Hegel valeu-se deste sistema para explicar toda a história da filosofia, da ciência, da arte, da política e da religião; no entanto, muitos críticos modernos assinalam que Hegel constantemente parece ignorar as realidades da história a fim de fazê-las encaixar em seu molde dialético. Karl Popper, crítico de Hegel em A sociedade aberta e seus inimigos, opina que o sistema de Hegel constitui uma justificação vagamente dissimulada do governo de Frederico Guillermo III e da ideia hegeliana de que o objetivo ulterior da história é chegar a um Estado que se aproxima ao da Prússia do decênio de 1831. Esta visão de Hegel como apólogo do poder estatal e precursor do totalitarismo do século XX foi criticada minuciosamente por Herbert Marcuse em Razão e revolução: Hegel e o surgimento da teoria social, arguindo que Hegel não foi apólogo nem do Estado nem da forma de autoridade, simplesmente porque estes existiram; para Hegel, o Estado deve ser sempre racional. Arthur Schopenhauer desprezou Hegel por seu historicismo e tachou sua obra de pseudofilosofia.

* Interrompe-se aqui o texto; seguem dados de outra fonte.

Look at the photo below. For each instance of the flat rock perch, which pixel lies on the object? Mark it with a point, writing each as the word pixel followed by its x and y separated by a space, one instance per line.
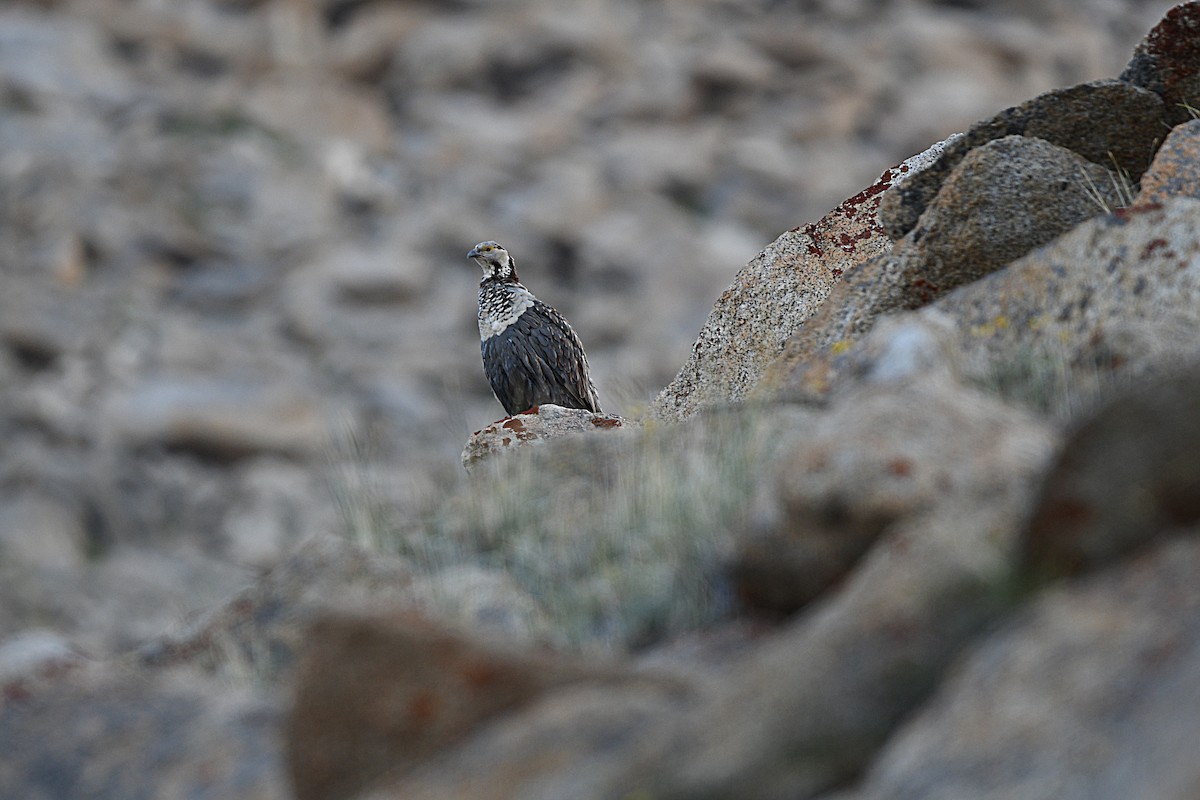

A filosofia da história de Hegel está também marcada pelos conceitos da "astúcia da razão" e do "escárnio da história". A história conduz os homens que creem se conduzir de per si, como indivíduos e como sociedades, castigando suas pretensões, de modo que a história-mundo, ao fazer troça deles, produz resultados exatamente contrários e paradoxais aos pretendidos por seus autores, a despeito de, nos períodos finais, a história se reordenar e, em um cacho fantástico, retroceder sobre si mesma e, com sua gozação sarcástica e paradoxal convertida em mecanismo de criptografia, cria também ela mesma, sem querer, realidades e símbolos ocultos ao mundo e acessíveis tão-somente aos cognoscentes, id est, àqueles que querem conhecer.
Princípio fundamental
Tudo é inteligível para o ser que, idêntico no seu fundo com o Espírito ou a Ideia infinita, se manifesta no universo concreto graças ao movimento dialéctico: tese, antítese, síntese.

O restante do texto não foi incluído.